During such times, wealth managers seeking to grow their businesses are frequently best served by expanding their ‘wallet share’ when increasing market share becomes too challenging.
Douglas E. Howes, president of Sapphire Wealth Management, says periods like this remind him that portfolio growth and business growth are not the same thing. Markets may remain resilient while clients still feel anxious about inflation, job security, taxes, family obligations, or retirement timing.
“At Sapphire Wealth, we’ve responded by expanding planning conversations rather than increasing investment commentary. We’ve leaned harder into proactive financial planning, tax planning conversations, cash flow analysis, employer benefit reviews, estate coordination, retirement income modeling, and what we call ‘Personal CFO’ conversations, helping clients make better decisions across all areas of their financial lives, not just their portfolios,” Howes said.
Emphasized Howes: “When volatility increases, clients don’t necessarily want more market commentary, they want more clarity and more confidence around their own plan.”
Howes also believes that products alone rarely deepen relationships. In his view, growth has come less from introducing new products and more from helping clients connect investments to broader objectives: tax efficiency, retirement income, concentrated stock management, business transitions, legacy planning, and multigenerational wealth conversations.
“When clients realize their advisor is helping coordinate taxes, estate considerations, business decisions, family planning, and investment strategy together, the relationship naturally expands. The investment solution becomes part of a larger planning conversation rather than the conversation itself,” Howes said.
Elsewhere, when it comes to expanding his business during an uncertain time, Jesse Kurrasch, COO of The AmeriFlex Group, believes steady engagement with clients, through stable and straightforward communication, does much more than any single tool or solution he can provide. According to Kurrasch, the advisors he speaks with are more conflicted and worried about what comes next because so many of them don’t have a plan for their own future.
Meanwhile, advisors who serve their clients well can navigate such situations, and well-served clients understand the value of working with advisors during difficult periods.
“During our conversations, we have found that reassessing priorities and values in the face of a changing world is more important than any specific product. Once we understand where our clients stand, we are better positioned to expand the relationship by supporting their priorities,” Kurrasch said.
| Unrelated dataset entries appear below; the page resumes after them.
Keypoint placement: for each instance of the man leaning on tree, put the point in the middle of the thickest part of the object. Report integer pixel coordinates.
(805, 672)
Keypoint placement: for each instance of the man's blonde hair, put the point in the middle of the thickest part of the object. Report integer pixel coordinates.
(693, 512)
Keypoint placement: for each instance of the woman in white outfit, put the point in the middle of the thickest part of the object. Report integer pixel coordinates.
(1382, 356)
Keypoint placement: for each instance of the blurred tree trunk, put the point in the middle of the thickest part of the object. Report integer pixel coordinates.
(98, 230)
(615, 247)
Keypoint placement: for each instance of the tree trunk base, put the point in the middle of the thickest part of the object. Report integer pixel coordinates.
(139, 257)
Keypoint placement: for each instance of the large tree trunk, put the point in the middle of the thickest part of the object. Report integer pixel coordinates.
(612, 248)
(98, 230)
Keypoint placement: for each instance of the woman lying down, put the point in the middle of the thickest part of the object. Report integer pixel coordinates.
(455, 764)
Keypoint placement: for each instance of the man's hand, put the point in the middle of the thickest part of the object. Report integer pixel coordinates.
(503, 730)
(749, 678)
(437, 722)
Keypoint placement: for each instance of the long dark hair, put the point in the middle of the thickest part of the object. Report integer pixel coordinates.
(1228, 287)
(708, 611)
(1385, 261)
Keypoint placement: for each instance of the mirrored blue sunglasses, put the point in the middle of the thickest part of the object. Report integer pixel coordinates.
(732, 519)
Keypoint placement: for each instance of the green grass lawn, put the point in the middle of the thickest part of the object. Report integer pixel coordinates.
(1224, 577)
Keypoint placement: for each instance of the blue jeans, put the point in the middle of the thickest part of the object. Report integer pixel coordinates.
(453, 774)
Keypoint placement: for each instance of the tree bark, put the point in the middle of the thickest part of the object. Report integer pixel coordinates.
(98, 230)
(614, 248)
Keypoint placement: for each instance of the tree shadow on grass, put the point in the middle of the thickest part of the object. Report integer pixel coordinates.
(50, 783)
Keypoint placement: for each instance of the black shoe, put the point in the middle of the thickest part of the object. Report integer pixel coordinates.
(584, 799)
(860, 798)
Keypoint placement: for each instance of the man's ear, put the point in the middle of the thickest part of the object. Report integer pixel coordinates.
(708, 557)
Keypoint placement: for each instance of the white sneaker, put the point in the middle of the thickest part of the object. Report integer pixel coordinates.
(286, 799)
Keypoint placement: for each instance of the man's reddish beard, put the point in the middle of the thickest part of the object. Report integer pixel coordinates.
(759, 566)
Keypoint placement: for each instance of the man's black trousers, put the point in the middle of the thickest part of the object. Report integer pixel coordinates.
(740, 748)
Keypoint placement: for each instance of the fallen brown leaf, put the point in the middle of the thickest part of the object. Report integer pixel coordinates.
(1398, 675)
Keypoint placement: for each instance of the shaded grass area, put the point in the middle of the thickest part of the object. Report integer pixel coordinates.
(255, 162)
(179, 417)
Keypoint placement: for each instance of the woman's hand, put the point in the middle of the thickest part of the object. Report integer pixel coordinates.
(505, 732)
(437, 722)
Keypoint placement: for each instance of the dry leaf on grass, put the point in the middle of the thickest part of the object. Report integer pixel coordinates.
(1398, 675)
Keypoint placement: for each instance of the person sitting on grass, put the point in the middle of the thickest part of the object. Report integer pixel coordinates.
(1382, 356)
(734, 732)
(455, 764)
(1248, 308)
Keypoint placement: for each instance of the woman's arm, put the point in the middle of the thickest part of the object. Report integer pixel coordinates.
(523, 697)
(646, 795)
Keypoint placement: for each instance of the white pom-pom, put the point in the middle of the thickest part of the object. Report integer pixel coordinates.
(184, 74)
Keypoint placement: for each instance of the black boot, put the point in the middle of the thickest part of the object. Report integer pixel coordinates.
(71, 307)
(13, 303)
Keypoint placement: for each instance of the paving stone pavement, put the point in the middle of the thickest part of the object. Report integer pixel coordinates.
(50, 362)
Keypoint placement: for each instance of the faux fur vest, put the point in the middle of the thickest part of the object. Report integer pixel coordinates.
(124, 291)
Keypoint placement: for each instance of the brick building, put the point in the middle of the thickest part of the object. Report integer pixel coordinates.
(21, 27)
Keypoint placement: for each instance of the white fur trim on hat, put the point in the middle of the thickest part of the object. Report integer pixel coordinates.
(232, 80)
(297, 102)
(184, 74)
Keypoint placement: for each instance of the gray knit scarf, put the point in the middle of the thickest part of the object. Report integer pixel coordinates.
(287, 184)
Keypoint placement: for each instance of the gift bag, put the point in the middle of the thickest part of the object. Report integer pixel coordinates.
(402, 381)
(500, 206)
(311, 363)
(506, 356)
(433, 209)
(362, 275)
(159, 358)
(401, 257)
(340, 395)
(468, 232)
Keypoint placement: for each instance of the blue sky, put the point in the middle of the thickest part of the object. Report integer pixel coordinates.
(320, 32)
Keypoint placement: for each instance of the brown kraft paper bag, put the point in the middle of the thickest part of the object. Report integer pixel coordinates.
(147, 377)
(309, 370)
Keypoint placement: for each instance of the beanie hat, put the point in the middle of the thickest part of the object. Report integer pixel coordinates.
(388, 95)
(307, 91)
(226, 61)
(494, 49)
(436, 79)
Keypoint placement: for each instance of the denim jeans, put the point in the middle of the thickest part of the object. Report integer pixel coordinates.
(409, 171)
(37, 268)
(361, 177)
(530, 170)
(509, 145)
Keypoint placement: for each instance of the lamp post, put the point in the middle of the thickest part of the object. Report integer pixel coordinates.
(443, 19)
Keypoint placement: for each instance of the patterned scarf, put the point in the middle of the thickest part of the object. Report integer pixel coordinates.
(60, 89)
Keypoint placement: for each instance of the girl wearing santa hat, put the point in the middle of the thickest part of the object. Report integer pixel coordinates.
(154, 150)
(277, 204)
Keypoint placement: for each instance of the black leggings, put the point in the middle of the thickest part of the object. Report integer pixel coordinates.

Finally, Dean Dillenberg, market vice president at 49 Financial, believes that when markets are steady and straightforward, people actually feel less urgency to seek guidance. In his view, when there's volatility, people get humble. They become more open to advice and more willing to lean on someone who does this professionally.
“While existing recurring revenue may soften in choppy markets, new client acquisition actually tends to accelerate,” Dillenberg said.